Fortunately, the process of type legalization is mostly generic. That is, given a set of legal LLVM types, the operation to transform IR to use these types should be machine-independent. In general, three techniques are used:

  • splitting: split vector types that are too big into smaller ones
  • widening: add elements to vector types to reach a legal vector size
  • scalarizing: turn vector instructions into a sequence of instructions on individual fields.

Project area: SWARization.

See the SelectionDAG LegalizeTypes Phase.

Operation Legalization

Once we have IR confined to a suitable set of types, the next phase is to "legalize" operations. This is to transform the IR to only use the operations actually supported by the underlying architecture.

Exploring Back-End Translations with llc

LLVM has a handy back-end compiler llc that works directly with LLVM IR, translating it machine-code for your desired target architecture. It can even be built for cross-compilation, e.g., generating ARM code from an x86 platform.
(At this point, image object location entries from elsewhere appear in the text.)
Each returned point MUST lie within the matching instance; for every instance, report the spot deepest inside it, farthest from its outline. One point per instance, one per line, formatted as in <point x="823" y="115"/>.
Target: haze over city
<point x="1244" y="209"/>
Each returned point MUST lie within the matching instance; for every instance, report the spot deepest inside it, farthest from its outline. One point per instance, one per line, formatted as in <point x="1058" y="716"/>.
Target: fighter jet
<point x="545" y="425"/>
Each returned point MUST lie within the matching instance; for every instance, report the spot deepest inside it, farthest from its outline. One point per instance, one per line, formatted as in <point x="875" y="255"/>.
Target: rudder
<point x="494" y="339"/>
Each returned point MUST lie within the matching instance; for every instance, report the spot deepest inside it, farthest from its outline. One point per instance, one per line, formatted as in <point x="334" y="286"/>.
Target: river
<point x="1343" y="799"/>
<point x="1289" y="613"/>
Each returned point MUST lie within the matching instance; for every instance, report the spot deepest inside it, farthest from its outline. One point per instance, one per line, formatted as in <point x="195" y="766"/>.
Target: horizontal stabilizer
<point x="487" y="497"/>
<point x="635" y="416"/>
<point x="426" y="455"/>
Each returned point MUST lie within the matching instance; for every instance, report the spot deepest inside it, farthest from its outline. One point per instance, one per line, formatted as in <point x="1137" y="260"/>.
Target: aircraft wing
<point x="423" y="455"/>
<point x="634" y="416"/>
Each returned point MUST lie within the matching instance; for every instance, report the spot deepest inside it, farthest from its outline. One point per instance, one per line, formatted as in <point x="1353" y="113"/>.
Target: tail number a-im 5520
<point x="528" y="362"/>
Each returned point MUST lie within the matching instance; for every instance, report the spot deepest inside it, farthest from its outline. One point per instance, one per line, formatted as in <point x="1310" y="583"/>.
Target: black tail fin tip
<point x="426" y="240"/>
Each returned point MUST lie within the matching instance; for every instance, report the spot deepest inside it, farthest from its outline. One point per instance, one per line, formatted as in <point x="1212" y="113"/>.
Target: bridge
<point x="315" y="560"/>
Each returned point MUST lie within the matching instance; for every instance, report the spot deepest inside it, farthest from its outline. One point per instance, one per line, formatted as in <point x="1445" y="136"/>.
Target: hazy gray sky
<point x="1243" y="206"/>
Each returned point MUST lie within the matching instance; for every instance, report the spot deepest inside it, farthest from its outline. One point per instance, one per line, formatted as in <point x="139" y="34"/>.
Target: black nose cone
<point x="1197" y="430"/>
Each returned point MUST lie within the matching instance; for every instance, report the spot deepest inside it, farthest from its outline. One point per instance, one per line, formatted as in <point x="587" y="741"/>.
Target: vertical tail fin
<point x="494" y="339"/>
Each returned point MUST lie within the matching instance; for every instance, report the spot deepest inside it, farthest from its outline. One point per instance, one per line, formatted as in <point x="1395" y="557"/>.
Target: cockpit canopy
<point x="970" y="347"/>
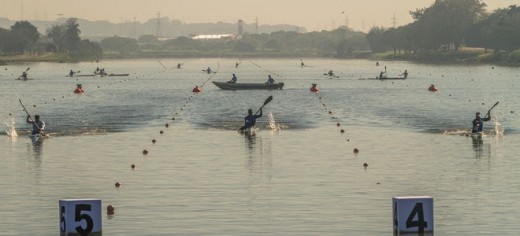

For example, consider the following add16i8 function.

define <16 x i8> @add16i8(<16 x i8> %a, <16 x i8> %b)  {
entry:
  %0 = add <16 x i8> %a, %b
  ret <16 x i8> %0
}

By putting this function in a file add16i8.ll and compiling it with llc, we can see the results of code generation.

llc -filetype=asm add16i8.ll

With the file-type=asm specification, we get assembler output for our target machine generated the add16i.s file.

	.text
	.file	"add16i8.ll"
	.globl	add16i8
	.align	16, 0x90
	.type	add16i8,@function
add16i8:                                # @add16i8
	.cfi_startproc
# BB#0:                                 # %entry
	paddb	%xmm1, %xmm0
	retq
.Lfunc_end0:
	.size	add16i8, .Lfunc_end0-add16i8
	.cfi_endproc


	.section	".note.GNU-stack","",@progbits

Now, let's see what happens if we compile the add32i8 function.

define <32 x i8> @add32i8(<32 x i8> %a, <32 x i8> %b)  {
entry:
  %0 = add <32 x i8> %a, %b
  ret <32 x i8> %0
}
llc -filetype=asm add32i8.ll

With the default x86 architecture as the target, the 256-bit vectors are first split into two, so we see the generated code using 2 instructions to implement the 256-bit add (boilerplate removed).

add32i8:                                # @add32i8
# BB#0:                                 # %entry
	paddb	%xmm2, %xmm0
	paddb	%xmm3, %xmm1
	retq

But we can try again, asking specifically for 256-bit AVX-2 instructions.

llc -filetype=asm add32i8.ll -mattr=+avx2

Now we see that the code generator has taken advantage of AVX-2 native support for 256-bit vector adds.

add32i8:                                # @add32i8
# BB#0:                                 # %entry
	vpaddb	%ymm1, %ymm0, %ymm0
	retq

Now consider what happens for the unusual case of <25 x i5> vectors.

define <25 x i5> @add25i5(<25 x i5> %a, <25 x i5> %b)  {
entry:
  %0 = add <25 x i5> %a, %b
  ret <25 x i5> %0
}
llc -filetype=asm add25i5.ll

What do you get? (Try it yourself.) The compilation result goes through steps of widening, splitting and scalarizing to give us a pretty ugly looking result! Definitely room for improvement!

Updated Wed Jan. 10 2018, 11:43 by cameron.